Remembering Upjohn

Remember me?

Back in the mid-80s, when the Sony Walkman was a cassette player, companies like Upjohn, Parke-Davis, and Schering-Plough were well known in the pharmaceutical community. 

These names, and many others, are now lost, thanks largely to M&A. 

Some communities where these companies were based survived, while others have suffered economically. But, the industry rolls on, albeit with fewer companies…fewer drug discoveries at the industrial level…and (arguably) less innovation. 

Nostalgia set in when we learned that Purdue Pharma is likely to file for bankruptcy in light of the significant liabilities from hundreds of lawsuits stemming from their opioid marketing practices. Their ex-US company, Mundipharma, is also likely to be divested. (Update: Purdue filed)

Perhaps smelling blood in the water, Oklahoma recently won a trial in which several Johnson and Johnson subsidiaries “…caused exponentially increasing rates of addiction, overdose deaths, and babies born exposed to opioids.” 

We are not in any position to judge the legitimacy of this or any other legal rulings. 

But, we do agree with comments made by many others that the opioid crisis is tragic, complex, and difficult to blame on any one company or even group of individuals (like prescribers, distributors, pharmacies, etc.). 

But in situations like this, it’s facile to target pharma companies. So it is likely that other pharma companies will face similar legal challenges. 

What we also find troubling is the continued shrinkage of our industry. 

It is difficult to quantify this statement. After all, what exactly do we mean by “shrinkage?” 

The total number of companies?

The total number of listed companies?

The total number of profitable companies (both private and public)?

The total number of employees?

Other metric? 

In our view, fewer large companies, whether through bankruptcy or M&A, is not a healthy trend for our ecosystem. 

Admittedly, back in the 80s, our industry was not nearly as innovative as it is today. 

Back then, developing and launching marginally superior brands in well established classes was the norm. The end result was mechanisms of action (beta blockers, NSAIDs, cephalosporins, flouroquinolones), with 4-7 brands all competing against each other for share. 

Several trends changed all of this:

Quality Generics – There was a time when many prescribers had their doubts about the quality of generic drugs. Today, this is no longer the case (but do they really have a choice?). While generics capture a growing portion of the Rx market, prices continue to drop. 

In response, many generic companies are trying (and largely failing) to move into “complex generics” in order to maintain margin. But with branded revenue falling to near zero upon generic entry, the days of seven beta blockers is largely gone, making it impossible for many companies to succeed without much more radical innovation.

Maturing VC Industry – Beginning with Genentech, the venture capital industry has demonstrated that it could generate above average returns by investing in early-stage “biotech” companies. This has fueled the emergence of thousands of innovative companies over the years. Some successful; some not. 

Multinationals with the resources to in-license, develop, and commercialize innovation at scale will be fine, as long as they can leverage external innovation. But companies who cannot innovate (either internally or via licensing/M&A) will struggle. 

Buyer Power – Back in the day, Brand Managers could get reimbursement and annual 5% price increases just simply by rolling out of bed in the morning. Today, while Payers are increasingly willing (begrudgingly, perhaps) to pay for innovation, marginally innovative products pay the price, so to speak. The dreaded “Tier Three” moniker is not an insurmountable hurdle, especially with efficient sales and marketing. But poor (or non-existent) reimbursement makes it nearly impossible for marginal brands to succeed. 

To their credit, the BD team at Purdue / Mundipharma remained busy. According to MedTrack, Purdue announced 22 Partnerships between early 2016 and August, 2019.

 Recognizing the need to diversify away from Pain, partnerships were announced in a variety of therapeutic areas and indications, such as interstitial cystitis, oncology (both therapies and supportive care), and dermatology.

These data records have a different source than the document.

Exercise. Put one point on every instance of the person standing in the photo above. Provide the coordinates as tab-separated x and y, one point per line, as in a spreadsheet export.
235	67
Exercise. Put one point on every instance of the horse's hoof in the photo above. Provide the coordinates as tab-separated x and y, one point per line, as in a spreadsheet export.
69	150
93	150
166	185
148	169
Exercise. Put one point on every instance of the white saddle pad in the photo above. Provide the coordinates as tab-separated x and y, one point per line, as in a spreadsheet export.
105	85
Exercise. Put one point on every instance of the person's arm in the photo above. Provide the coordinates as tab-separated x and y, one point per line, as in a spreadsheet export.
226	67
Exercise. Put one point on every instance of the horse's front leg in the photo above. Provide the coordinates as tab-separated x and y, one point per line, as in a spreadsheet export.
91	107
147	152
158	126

If Purdue did not exist, would these partnerships be executed by other companies? We will never know. 

But with so few companies left that are focused on therapeutic areas like pain and dermatology (especially “topical” dermatology), it is entirely possible that some of these drug candidates would never make it to market without a partnership. 

Would their investors be willing to continue financing these companies through approval and the development of a sales and marketing infrastructure? Who knows. 

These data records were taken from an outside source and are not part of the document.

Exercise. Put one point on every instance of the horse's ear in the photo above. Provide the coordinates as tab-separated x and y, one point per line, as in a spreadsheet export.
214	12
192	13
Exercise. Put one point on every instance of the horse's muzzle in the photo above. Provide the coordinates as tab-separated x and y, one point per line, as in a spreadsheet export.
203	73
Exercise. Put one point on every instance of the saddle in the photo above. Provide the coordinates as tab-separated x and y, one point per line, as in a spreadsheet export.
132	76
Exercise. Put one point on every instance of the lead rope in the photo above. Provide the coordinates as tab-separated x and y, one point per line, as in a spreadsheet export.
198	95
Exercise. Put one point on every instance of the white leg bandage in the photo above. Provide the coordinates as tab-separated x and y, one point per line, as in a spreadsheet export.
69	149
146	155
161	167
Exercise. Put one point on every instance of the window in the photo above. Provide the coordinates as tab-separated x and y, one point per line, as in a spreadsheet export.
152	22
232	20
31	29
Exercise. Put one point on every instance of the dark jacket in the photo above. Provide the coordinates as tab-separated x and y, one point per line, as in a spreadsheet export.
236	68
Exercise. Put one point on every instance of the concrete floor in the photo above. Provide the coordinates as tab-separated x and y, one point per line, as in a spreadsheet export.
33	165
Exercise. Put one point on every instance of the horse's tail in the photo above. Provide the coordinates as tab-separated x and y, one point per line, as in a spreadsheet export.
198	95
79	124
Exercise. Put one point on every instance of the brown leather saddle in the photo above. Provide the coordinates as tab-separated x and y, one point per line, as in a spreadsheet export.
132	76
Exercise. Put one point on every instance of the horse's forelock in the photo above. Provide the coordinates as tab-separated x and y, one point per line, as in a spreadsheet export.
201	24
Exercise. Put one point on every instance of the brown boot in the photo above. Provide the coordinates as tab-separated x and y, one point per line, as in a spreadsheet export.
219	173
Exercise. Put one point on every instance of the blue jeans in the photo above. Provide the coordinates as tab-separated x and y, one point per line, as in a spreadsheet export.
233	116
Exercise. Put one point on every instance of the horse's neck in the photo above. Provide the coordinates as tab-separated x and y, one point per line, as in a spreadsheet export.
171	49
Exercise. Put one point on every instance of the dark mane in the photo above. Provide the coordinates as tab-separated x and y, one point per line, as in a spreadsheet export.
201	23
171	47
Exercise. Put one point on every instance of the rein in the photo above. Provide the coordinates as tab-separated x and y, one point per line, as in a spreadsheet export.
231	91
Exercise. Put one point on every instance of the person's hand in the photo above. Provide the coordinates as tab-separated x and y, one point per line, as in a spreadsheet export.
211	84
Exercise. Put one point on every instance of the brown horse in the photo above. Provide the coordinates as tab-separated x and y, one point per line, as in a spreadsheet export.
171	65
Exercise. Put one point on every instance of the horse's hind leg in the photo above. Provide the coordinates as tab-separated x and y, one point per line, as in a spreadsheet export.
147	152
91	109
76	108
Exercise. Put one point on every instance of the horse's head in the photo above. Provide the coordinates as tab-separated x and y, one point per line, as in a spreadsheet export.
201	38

Regardless, the fact remains that fewer companies with development and sales infrastructures that operate at scale are becoming increasingly rare. This is unlikely to bother companies in popular therapeutic areas or technologies, like oncology, gene therapy, and rare/orphan disease. 

However, as long as these trends continue, it will remain difficult for companies (and their investors) to innovate in therapeutic areas which demand either development scale or marketing scale…to the detriment of us all.